How cable-car systems are revolutionizing public transport almost 12,000 feet above sea level

Located almost 12,000 feet above sea level, the Bolivian city of La Paz is a bustling place where the air is thin and the scenery dramatic.

Its Mi Teleferico – which literally translates as “my cable car” – transit system was launched in 2014. It soars above city streets and buildings to transport thousands of people to and from their homes, offices and everything else in between.

“Every day more than 230,000 people are … transported through this cable transportation system,” Cesar Dockweiler, the CEO of Mi Teleferico, told CNBC’s “Sustainable Energy.”

“We have managed to transport more than 150 million people in less than four years,” he added. “It is a transport system that has really transformed people’s lives.”

Mi Teleferico is not the only cable car system in Latin America.

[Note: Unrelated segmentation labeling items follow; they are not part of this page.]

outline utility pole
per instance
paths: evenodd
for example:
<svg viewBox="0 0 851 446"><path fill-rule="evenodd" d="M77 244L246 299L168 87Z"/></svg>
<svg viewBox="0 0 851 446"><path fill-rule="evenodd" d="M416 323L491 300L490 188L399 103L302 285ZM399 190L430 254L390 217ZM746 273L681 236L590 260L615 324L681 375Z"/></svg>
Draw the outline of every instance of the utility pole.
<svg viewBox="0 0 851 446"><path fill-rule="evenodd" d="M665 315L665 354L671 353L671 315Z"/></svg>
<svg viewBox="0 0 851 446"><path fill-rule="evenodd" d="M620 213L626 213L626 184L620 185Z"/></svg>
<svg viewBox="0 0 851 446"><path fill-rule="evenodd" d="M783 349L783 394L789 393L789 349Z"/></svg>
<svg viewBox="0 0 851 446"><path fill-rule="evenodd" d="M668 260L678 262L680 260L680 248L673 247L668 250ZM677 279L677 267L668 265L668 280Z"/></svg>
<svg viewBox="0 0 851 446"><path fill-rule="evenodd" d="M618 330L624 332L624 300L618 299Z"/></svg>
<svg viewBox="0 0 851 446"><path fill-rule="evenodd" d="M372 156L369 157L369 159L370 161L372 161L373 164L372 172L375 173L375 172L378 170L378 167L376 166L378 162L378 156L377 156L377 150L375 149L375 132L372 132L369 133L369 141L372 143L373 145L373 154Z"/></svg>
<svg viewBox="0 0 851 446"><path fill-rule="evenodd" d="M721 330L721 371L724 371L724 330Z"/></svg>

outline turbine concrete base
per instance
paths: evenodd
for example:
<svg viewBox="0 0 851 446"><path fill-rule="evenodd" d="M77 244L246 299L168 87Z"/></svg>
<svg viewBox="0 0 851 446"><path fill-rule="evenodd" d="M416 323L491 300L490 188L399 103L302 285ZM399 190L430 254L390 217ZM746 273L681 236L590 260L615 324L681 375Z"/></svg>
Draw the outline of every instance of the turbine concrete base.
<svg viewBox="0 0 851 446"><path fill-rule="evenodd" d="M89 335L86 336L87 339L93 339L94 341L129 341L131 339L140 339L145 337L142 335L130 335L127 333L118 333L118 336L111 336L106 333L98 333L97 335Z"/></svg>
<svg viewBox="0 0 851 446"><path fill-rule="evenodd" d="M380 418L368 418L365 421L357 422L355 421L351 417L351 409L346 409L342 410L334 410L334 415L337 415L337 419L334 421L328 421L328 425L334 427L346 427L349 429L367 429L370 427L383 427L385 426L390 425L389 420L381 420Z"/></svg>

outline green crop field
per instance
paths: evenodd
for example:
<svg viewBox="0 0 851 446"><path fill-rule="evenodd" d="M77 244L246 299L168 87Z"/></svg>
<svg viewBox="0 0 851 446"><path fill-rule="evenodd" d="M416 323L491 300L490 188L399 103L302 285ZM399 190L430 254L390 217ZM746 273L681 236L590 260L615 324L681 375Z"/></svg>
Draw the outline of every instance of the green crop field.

The Colombian city of Medellin opened its Metrocable system in 2004, for example.

Apart from the fact that a cable car’s route is both picturesque and uninterrupted, there are other benefits to using one.

The Bartlett Development Planning Unit, part of University College London, has stated that the “speed and comparatively low cost of construction, and low levels of particulate emissions of aerial cable-cars, are part of their appeal in dense and hilly urban areas.”

Back in La Paz, those involved with Mi Teleferico are keen to emphasize its sustainability credentials.

“The system is friendly to the environment because it does not use fossil fuels,” Miguel Arenas, Mi Teleferico’s maintenance manager, said.

“It uses electric power for its main drive, so this source is cleaner and doesn’t emit any kind of fossil pollutant or carbon dioxide,” Arenas added.